This section describes some of the \GX software and computing systems that are used for both data monitoring and transport to the tape system for permanent storage.

\subsection{Monitoring \label{sec:onlinemonitoring}}

The Online Monitoring system (OMS) consists of several parts that provide for immediate monitoring of the data, as well near term monitoring ($\sim$hours after acquisition). The immediate monitoring is based on the \textit{RootSpy} system\cite{rootspy} written for use in \GX. Figure \ref{fig:online_monitoring_processes} shows a diagram of the processes involved in the RootSpy system and how they couple to the DAQ system using the Event Transfer (ET) software package. ET is part of the CODA DAQ system\cite{coda} and can be used to extract a copy of the data without interfering with the DAQ (i.e. non-blocking mode). The monitoring system utilizes a secondary ET in order to minimize connections to the RAID server running the ER ensuring minimal potential impact to the DAQ through indirect network activity.

\begin{figure}[tbp]
\begin{center}
\includegraphics[width=0.99\textwidth]{figures/online_monitoring_processes.png}
\caption{\label{fig:online_monitoring_processes}Diagram of the various processes distributed across several computers in the counting house that make up the online monitoring system.
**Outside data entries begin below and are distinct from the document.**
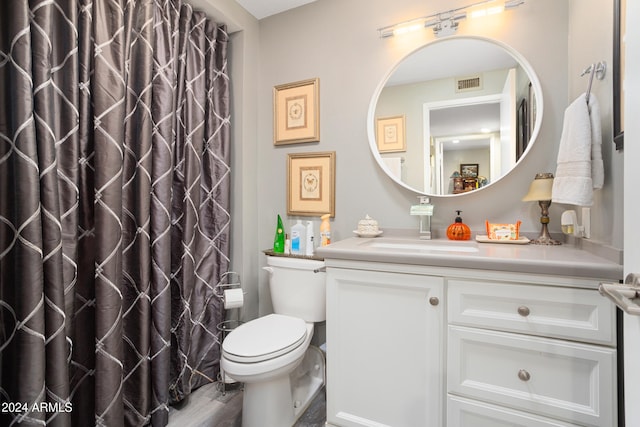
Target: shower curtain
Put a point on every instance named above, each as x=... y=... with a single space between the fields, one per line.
x=114 y=208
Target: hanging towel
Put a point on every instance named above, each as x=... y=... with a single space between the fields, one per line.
x=580 y=168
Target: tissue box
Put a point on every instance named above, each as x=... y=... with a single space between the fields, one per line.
x=503 y=231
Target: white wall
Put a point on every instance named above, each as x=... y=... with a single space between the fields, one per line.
x=591 y=40
x=337 y=41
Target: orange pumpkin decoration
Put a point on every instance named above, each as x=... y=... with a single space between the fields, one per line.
x=458 y=230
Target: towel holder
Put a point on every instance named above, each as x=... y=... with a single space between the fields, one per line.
x=599 y=70
x=626 y=296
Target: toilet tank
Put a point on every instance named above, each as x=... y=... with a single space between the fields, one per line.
x=297 y=288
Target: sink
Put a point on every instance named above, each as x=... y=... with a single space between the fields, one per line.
x=422 y=245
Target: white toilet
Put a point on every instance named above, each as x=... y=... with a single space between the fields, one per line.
x=267 y=353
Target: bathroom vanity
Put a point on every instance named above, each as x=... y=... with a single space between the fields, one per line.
x=444 y=333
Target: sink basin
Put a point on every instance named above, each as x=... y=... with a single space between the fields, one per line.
x=423 y=245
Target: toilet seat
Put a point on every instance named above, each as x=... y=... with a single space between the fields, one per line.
x=264 y=338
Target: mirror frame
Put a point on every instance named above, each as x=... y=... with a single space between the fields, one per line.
x=535 y=83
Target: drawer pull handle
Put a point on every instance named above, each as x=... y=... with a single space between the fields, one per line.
x=524 y=375
x=524 y=311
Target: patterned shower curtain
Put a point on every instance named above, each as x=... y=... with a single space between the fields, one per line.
x=114 y=208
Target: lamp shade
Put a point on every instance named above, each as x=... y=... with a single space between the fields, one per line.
x=540 y=188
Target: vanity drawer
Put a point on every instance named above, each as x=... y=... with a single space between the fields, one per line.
x=463 y=412
x=558 y=379
x=558 y=312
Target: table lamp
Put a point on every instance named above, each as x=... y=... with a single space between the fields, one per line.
x=540 y=191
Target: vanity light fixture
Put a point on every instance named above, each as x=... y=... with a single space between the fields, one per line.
x=540 y=191
x=446 y=23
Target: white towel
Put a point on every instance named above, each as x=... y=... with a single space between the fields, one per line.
x=580 y=167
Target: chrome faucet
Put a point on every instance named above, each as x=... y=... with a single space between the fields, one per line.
x=425 y=211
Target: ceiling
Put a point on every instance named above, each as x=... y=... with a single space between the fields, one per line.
x=263 y=8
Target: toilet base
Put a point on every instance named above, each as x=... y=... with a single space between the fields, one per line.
x=280 y=401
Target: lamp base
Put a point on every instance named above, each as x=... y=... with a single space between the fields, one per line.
x=545 y=240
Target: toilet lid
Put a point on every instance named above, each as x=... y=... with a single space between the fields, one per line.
x=264 y=338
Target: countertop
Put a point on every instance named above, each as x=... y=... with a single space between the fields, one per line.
x=565 y=260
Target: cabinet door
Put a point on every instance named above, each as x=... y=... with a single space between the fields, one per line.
x=384 y=349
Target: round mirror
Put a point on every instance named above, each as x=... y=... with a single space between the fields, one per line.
x=455 y=116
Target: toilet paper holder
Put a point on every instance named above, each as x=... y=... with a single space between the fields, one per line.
x=229 y=284
x=229 y=287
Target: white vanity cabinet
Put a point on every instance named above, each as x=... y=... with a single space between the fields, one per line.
x=385 y=348
x=530 y=354
x=424 y=346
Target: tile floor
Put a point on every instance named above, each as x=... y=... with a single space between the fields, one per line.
x=209 y=407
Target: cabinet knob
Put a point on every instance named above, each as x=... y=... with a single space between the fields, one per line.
x=524 y=311
x=524 y=375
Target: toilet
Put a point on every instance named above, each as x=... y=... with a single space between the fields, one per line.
x=271 y=355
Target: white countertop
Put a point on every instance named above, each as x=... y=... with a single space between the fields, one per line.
x=566 y=260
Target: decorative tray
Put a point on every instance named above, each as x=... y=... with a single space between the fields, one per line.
x=483 y=238
x=376 y=234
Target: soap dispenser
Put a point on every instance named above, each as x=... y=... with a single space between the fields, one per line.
x=458 y=230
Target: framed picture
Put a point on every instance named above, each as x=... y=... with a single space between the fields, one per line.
x=469 y=170
x=390 y=134
x=619 y=19
x=311 y=180
x=296 y=112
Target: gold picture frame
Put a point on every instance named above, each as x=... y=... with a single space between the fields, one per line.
x=296 y=112
x=390 y=135
x=311 y=181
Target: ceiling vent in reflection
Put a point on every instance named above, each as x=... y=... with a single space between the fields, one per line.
x=466 y=84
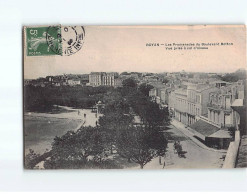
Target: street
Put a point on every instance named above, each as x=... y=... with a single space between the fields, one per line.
x=194 y=155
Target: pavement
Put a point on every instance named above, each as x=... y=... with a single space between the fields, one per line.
x=195 y=154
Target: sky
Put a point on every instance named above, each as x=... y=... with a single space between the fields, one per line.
x=123 y=48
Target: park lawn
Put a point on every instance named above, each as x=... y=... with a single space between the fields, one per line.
x=39 y=132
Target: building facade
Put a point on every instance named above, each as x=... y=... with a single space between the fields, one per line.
x=105 y=79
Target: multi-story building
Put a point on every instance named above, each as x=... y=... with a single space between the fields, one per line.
x=74 y=82
x=198 y=98
x=180 y=109
x=219 y=106
x=95 y=79
x=103 y=78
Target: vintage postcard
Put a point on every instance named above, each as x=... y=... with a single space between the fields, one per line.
x=134 y=97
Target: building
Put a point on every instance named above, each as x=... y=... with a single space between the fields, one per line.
x=105 y=79
x=74 y=82
x=180 y=110
x=197 y=100
x=220 y=102
x=95 y=79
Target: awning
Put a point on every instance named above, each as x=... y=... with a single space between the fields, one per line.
x=221 y=134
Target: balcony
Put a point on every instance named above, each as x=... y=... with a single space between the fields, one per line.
x=218 y=107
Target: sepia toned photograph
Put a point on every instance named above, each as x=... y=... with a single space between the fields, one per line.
x=134 y=97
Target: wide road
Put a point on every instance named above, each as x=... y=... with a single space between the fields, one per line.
x=195 y=156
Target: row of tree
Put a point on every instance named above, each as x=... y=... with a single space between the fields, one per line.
x=42 y=99
x=117 y=133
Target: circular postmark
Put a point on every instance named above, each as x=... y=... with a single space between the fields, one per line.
x=54 y=40
x=72 y=39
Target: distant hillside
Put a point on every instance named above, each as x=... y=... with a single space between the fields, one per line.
x=235 y=76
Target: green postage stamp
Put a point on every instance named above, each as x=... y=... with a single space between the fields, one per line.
x=43 y=41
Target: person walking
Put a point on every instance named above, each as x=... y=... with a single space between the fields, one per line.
x=164 y=164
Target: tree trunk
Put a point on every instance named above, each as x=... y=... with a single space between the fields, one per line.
x=111 y=150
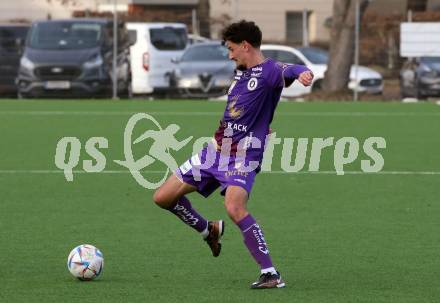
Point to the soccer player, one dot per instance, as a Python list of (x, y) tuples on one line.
[(233, 159)]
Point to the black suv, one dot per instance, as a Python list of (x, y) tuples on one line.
[(420, 78), (74, 58), (12, 37)]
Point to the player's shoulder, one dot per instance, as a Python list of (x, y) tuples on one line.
[(265, 69)]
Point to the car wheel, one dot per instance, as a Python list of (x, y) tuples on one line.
[(317, 86)]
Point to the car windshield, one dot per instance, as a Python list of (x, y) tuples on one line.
[(168, 38), (315, 55), (64, 35), (430, 60), (206, 53)]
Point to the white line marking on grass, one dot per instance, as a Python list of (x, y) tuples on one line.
[(277, 172), (218, 113)]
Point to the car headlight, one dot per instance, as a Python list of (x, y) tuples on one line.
[(94, 62), (429, 74), (26, 63)]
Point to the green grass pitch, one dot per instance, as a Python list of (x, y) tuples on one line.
[(353, 238)]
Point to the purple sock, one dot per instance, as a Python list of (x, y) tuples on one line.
[(254, 240), (188, 215)]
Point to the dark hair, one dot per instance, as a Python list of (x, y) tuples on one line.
[(243, 31)]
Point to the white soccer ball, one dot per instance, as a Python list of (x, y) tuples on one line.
[(85, 262)]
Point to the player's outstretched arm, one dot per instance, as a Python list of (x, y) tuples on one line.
[(294, 72)]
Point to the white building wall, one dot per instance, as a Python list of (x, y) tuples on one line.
[(270, 16), (40, 9)]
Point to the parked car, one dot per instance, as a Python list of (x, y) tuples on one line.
[(73, 57), (204, 70), (12, 37), (420, 78), (156, 45), (369, 81), (194, 38)]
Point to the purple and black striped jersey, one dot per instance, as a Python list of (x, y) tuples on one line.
[(252, 99)]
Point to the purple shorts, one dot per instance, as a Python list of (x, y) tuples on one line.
[(208, 170)]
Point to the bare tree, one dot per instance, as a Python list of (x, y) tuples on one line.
[(342, 43)]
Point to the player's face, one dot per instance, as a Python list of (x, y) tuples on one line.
[(237, 53)]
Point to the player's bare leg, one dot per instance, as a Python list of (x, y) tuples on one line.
[(171, 196), (235, 202)]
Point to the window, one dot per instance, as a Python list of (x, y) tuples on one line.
[(294, 27), (10, 35), (206, 53), (168, 38), (65, 35)]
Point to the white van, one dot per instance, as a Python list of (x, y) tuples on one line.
[(156, 44)]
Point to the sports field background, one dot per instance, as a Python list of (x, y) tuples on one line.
[(353, 238)]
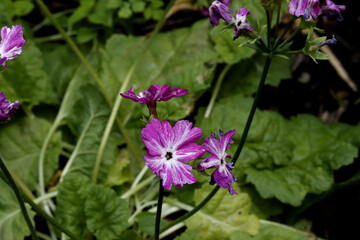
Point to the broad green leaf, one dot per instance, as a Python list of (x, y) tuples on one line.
[(12, 222), (20, 144), (26, 79), (269, 232), (90, 209), (119, 172), (223, 214), (106, 214), (243, 78), (72, 194), (283, 159), (60, 64), (182, 58)]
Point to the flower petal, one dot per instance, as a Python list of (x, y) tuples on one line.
[(189, 152), (176, 173), (151, 138), (184, 134), (209, 162)]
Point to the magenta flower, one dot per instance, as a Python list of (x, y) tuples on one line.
[(241, 24), (154, 94), (222, 175), (11, 42), (217, 11), (7, 109), (307, 8), (333, 11), (168, 148)]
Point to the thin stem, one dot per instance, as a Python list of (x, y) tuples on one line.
[(278, 16), (110, 124), (192, 212), (51, 220), (253, 109), (19, 198), (216, 90), (158, 211)]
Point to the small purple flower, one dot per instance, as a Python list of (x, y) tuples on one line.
[(167, 149), (333, 11), (11, 42), (7, 109), (222, 175), (312, 10), (241, 24), (217, 11), (154, 94), (307, 8), (331, 41)]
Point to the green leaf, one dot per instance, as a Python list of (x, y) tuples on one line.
[(86, 208), (26, 80), (82, 11), (12, 222), (243, 78), (101, 14), (20, 144), (181, 58), (283, 159), (146, 222), (72, 194), (227, 48), (223, 214), (189, 235), (106, 214), (269, 232)]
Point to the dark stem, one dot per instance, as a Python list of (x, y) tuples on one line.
[(253, 109), (51, 220), (158, 212), (238, 150), (19, 198)]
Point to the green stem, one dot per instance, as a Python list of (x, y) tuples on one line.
[(19, 198), (216, 90), (238, 150), (158, 211), (92, 72), (109, 125), (192, 212), (51, 220), (253, 109)]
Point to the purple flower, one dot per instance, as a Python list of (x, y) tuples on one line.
[(168, 148), (154, 94), (11, 42), (241, 24), (222, 175), (333, 11), (219, 10), (7, 109), (312, 10), (307, 8)]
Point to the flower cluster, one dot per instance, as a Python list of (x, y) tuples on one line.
[(169, 148), (154, 94), (11, 42), (311, 9), (7, 109), (217, 148), (219, 10)]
DC, EB, and ER represent the Data Concentrator, Event Builder, and Event Recorder processes respectively in the CODA DAQ system.}   
\end{center}  
\end{figure}

RootSpy was developed at JLab for \GX, though its design is not \GX specific. The system is run on a small farm of computers\footnote{The online monitoring farm consists of eight 2012 era Intel x86\_64 computers with 16 cores+16ht plus six 2016 era Intel x86\_64 computers with 36 cores + 36ht. The monitoring farm uses 40 Gbps (QDR) and 56 Gbps(FDR) IB for the primary interconnect. Note that the DAQ system uses a separate 40 Gbps ethernet network that the farm nodes are not part of.} in the counting house, each processing a small part of the data stream. In total, about 10\% of the data is processed for the low level occupancy plots while roughly 2\% is fully reconstructed for higher level plots. The CODA ET software system is used to distribute the data among the farm computers. Each farm node generates histograms which RootSpy gathers and combines before displaying them to shift workers in a GUI.
%Figure \ref{fig:online_monitoring_rootspy} shows a screen capture of the main RootSpy GUI window along with a window displaying the reference plot for the currently displayed image.
Plots are generally generated via a set of ROOT macros, each responsible for drawing a single page. Most macros divide the page into multiple sections so that multiple plots can be displayed on a single page. The simplest macros display a single occupancy plot. Figure \ref{fig:online_monitoring_PID} shows a page generated by one of the most complex macros. In this page four invariant mass distributions are shown with fits to the distributions that include backgrounds. Values extracted from the fits are printed on the plots for easy quantitative comparison to the reference. 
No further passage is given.